Eintauchen in Fremdheit und den Widerspruch atmen lassen
Dominic Angeloch seziert in „Die Wahrheit schreiben“ die Poetik George Orwells als kritische Schreib- und Lebenspraxis gegenüber den Verlockungen des falschen Bewusstseins
Von Simon Scharf
Am Anfang muss das Geständnis des Rezensenten stehen, dass der eigene Zugang zum Werk George Orwells bisher auf die kanonischen Texte Animal Farm und 1984 beschränkt war. Die Auseinandersetzung des Literaturwissenschaftlers und Psyche-Chefredakteurs Dominic Angeloch vor allem mit dem frühen (und eher weniger bekannten) Orwell erweist sich auch vor diesem Hintergrund als besonders reichhaltig. Sie schärft in ihrer Detailtiefe, ihren close readings, der Zugänglichkeit des Stils und der alles in allem enorm umfassenden Kenntnis ihres Autors das Bild eines Schriftstellers, dessen Wirkmächtigkeit und Bedeutung in Angelochs Analysen dezidiert zum Ausdruck kommen. Augenöffnend ist dabei zum einen die unterschätzte Relevanz des Kolonialismus für das Orwellsche Leben und Werk, aber auch die literaturtheoretische Tragweite seiner Texte, die gewissermaßen ein umfassendes Bild seines kritischen Weltzugangs zutage fördert, dem Angeloch hellsichtig nachspürt.

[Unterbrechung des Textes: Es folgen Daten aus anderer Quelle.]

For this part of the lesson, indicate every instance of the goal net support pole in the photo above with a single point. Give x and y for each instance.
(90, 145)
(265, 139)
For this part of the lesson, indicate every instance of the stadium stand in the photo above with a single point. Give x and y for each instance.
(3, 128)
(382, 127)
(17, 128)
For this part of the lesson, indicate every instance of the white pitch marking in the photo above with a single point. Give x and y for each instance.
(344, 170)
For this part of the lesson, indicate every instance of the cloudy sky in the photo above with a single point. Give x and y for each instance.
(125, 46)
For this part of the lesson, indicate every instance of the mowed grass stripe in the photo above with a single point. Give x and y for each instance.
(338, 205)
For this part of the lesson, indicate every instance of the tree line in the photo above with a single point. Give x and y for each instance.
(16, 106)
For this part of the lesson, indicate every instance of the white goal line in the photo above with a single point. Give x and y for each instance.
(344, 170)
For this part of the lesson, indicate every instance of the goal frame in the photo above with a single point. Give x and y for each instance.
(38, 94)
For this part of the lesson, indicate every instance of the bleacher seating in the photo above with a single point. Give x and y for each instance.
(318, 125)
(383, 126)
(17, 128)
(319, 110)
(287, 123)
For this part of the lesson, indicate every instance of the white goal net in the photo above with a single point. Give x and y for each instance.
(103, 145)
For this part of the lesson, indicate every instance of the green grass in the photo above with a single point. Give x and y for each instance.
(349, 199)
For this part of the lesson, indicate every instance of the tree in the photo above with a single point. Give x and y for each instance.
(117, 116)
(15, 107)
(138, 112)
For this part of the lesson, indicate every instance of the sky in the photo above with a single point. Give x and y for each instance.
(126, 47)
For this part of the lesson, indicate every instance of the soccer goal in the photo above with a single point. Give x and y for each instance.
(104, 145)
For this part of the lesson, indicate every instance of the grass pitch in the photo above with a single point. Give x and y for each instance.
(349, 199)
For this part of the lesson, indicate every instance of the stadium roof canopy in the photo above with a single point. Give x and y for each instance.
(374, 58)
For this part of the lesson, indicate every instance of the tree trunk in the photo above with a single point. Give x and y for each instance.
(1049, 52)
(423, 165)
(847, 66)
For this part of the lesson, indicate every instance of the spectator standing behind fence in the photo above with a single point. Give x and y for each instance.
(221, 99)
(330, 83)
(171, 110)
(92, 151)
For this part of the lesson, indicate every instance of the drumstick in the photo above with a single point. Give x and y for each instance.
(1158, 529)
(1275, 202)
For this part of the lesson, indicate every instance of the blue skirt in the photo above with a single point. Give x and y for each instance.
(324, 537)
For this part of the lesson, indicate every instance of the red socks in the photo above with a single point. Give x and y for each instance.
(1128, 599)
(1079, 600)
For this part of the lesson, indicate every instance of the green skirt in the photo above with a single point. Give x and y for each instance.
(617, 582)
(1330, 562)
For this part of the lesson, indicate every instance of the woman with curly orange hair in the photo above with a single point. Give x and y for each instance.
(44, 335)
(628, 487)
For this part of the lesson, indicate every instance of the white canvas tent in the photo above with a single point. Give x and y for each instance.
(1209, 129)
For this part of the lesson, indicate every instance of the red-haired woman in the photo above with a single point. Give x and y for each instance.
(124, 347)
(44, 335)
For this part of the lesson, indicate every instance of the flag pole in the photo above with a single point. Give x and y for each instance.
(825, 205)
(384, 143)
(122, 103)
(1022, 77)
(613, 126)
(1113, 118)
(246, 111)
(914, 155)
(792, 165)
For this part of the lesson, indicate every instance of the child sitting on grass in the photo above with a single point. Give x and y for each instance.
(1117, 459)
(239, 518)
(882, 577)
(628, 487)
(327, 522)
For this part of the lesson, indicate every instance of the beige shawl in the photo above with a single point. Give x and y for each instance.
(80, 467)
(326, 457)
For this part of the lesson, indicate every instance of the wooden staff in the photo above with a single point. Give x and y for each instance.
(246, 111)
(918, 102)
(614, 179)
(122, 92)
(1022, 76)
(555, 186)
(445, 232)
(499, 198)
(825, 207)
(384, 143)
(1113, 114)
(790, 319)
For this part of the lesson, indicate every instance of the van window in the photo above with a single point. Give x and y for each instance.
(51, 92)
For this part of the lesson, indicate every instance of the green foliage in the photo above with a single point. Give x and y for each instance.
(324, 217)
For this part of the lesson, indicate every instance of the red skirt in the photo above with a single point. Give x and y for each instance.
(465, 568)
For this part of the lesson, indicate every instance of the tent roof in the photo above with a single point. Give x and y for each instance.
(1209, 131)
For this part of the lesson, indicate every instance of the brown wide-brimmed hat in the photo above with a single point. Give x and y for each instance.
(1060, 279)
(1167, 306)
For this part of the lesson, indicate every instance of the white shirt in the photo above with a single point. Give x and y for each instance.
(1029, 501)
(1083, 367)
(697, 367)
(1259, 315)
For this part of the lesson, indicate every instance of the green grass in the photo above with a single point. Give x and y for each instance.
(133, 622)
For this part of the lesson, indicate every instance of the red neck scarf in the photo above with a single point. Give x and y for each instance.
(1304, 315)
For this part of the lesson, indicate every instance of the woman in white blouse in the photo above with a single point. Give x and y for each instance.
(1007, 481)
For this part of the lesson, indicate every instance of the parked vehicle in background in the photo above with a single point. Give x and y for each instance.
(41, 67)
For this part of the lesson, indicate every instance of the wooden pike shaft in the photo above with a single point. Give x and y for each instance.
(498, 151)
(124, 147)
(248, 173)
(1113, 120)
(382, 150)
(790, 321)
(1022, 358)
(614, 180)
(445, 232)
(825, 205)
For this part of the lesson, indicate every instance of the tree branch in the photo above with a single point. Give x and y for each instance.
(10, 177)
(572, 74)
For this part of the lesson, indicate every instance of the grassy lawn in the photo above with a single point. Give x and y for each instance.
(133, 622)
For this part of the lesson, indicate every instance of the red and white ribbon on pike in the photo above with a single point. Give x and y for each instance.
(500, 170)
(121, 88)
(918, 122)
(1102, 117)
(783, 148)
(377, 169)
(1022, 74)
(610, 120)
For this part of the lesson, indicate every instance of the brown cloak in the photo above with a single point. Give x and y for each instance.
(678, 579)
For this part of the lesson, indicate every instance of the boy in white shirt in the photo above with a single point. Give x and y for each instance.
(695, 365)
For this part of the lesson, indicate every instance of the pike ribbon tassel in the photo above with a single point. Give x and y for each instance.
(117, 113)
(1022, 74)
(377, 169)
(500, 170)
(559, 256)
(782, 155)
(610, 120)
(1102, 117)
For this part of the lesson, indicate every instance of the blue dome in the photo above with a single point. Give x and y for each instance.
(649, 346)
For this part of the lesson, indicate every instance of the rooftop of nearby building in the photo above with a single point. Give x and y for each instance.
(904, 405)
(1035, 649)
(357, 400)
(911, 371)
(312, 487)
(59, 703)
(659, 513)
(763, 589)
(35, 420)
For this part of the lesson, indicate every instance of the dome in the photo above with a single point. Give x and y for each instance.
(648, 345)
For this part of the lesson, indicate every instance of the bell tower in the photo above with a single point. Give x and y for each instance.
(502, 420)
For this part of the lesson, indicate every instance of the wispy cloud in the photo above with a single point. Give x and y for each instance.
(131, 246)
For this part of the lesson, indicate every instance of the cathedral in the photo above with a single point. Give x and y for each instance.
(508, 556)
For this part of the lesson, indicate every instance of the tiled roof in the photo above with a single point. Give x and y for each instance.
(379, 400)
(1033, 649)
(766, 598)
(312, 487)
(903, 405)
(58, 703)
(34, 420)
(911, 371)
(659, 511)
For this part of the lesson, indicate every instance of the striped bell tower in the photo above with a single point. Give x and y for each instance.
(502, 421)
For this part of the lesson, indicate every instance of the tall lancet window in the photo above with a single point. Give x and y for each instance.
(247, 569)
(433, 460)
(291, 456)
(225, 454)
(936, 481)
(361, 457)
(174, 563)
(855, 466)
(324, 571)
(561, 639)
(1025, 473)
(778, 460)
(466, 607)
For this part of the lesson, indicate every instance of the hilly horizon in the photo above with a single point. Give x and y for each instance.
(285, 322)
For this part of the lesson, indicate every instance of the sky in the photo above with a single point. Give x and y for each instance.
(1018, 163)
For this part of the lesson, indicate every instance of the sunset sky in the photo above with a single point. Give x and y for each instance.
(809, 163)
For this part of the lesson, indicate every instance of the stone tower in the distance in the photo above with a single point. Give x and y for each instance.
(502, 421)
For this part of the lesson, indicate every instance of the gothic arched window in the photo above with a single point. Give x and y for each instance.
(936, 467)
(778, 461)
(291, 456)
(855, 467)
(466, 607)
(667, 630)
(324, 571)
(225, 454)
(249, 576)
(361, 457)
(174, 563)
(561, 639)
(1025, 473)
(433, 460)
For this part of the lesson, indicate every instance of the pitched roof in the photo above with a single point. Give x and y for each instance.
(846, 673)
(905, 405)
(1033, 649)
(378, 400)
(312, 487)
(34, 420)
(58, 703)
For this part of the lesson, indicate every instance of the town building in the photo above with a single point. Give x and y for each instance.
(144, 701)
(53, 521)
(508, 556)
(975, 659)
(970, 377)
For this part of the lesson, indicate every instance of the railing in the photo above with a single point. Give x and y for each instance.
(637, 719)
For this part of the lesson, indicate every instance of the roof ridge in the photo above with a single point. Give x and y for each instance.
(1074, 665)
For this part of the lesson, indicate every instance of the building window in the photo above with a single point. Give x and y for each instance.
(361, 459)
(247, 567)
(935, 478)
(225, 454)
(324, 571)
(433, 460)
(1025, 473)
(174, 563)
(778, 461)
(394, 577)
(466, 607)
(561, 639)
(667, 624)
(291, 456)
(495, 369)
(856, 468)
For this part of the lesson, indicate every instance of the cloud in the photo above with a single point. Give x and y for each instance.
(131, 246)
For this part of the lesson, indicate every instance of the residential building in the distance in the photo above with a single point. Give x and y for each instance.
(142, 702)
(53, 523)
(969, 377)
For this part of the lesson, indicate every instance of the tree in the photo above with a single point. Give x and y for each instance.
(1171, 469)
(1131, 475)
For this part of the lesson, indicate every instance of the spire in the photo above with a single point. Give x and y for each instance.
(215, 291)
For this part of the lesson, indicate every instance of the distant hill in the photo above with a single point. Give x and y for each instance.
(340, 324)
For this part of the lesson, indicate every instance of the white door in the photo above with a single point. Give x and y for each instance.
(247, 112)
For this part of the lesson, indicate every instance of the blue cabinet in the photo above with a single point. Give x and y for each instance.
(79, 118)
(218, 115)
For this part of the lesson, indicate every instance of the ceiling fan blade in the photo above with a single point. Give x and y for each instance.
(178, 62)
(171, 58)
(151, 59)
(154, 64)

So wird die Beschäftigung mit George Orwell schlichtweg unpräzise, wenn sie den Kern seiner Auffassung von Literatur nicht fortwährend thematisiert und in einen direkten Zusammenhang mit seinem Werk stellt. Die literarischen Texte Orwells haben so gewissermaßen immer einen integrierten Horizont ihrer eigenen Theorie, sind Modelle von Schreib- und Welterfahrung. Vor diesem Hintergrund zeigt Angeloch, wie Orwell im literarischen Text Lebenserfahrung transformiert, verdichtet, neu konfiguriert und als eigenen, individuell konstruierten Erzählzusammenhang entwirft. Der Text wird als „emotionale Erfahrung im Prozess des Erinnerns“ verstanden und ist dabei Fixpunkt einer Stufenfolge: Aus Lebenserfahrung wird Schreiberfahrung, die wiederum in eine ästhetische, eine Leseerfahrung und final in eine philologische Erfahrung übergeht. Diese Allgegenwart der Erfahrung in ihren verschiedenen Formen zielt am Ende auf den Nachvollzug durch die Lesenden, zielt darauf, einen eigenen Realitätszugang gewinnen zu können – angestoßen durch das literarische Changieren zwischen Fakt und Fiktion.
„Lebenserfahrung“ bezieht sich bei Orwell auf die Irrungen und Wirrungen einer umfassenden Biografie, deren Thematisierung hier nur unzureichend und vor allem additiv sein kann: Seine sicherlich zentralste Erfahrung, die den frühen Orwell möglicherweise zum eigentlichen Orwell werden lässt, bildet dabei die Zeit im Kolonialpolizeidienst in der britischen Kolonie Burma und die entsprechenden Erfahrungen im weitgespannten Netz des kolonialistischen Gewalt- und Unterdrückungsregimes des Empirea als Vertreter der Exekutive. An die danach folgende Zeit als Angestellter bei der BBC schließt sich Orwells Zeit in der „Unterwelt“ an: Über Jahre konnte er in Arbeitervierteln, als Obdachloser, Landstreicher, Erntehelfer und Minenarbeiter gelebte Erfahrungen in Form ideologiekritischer Sozialreportagen dokumentieren – zunächst in einer Beobachterrolle mit der Möglichkeit, sich aufgrund der eigentlichen wirtschaftlichen Sicherheit wieder von den Schauplätzen entfernen zu können, später in Paris (nach dem Wegfall aller finanzieller Rücklagen) ohne eine solche „Rückkehroption“. Bevor Orwell dann als Kriegskorrespondent für verschiedene britische Zeitungen in Deutschland, Frankreich und Österreich arbeitet (und später verwundet nach England zurückkehrt), ist er vor anderer Kulisse aktiv: Im Kontext des Spanischen Unabhängigkeitskriegs gegen den Franco-Faschismus entwickelt er zunächst seine Vorstellungen des Sozialismus weiter und greift auf republikanischer Seite schließlich auch in konkrete Kampfhandlungen ein.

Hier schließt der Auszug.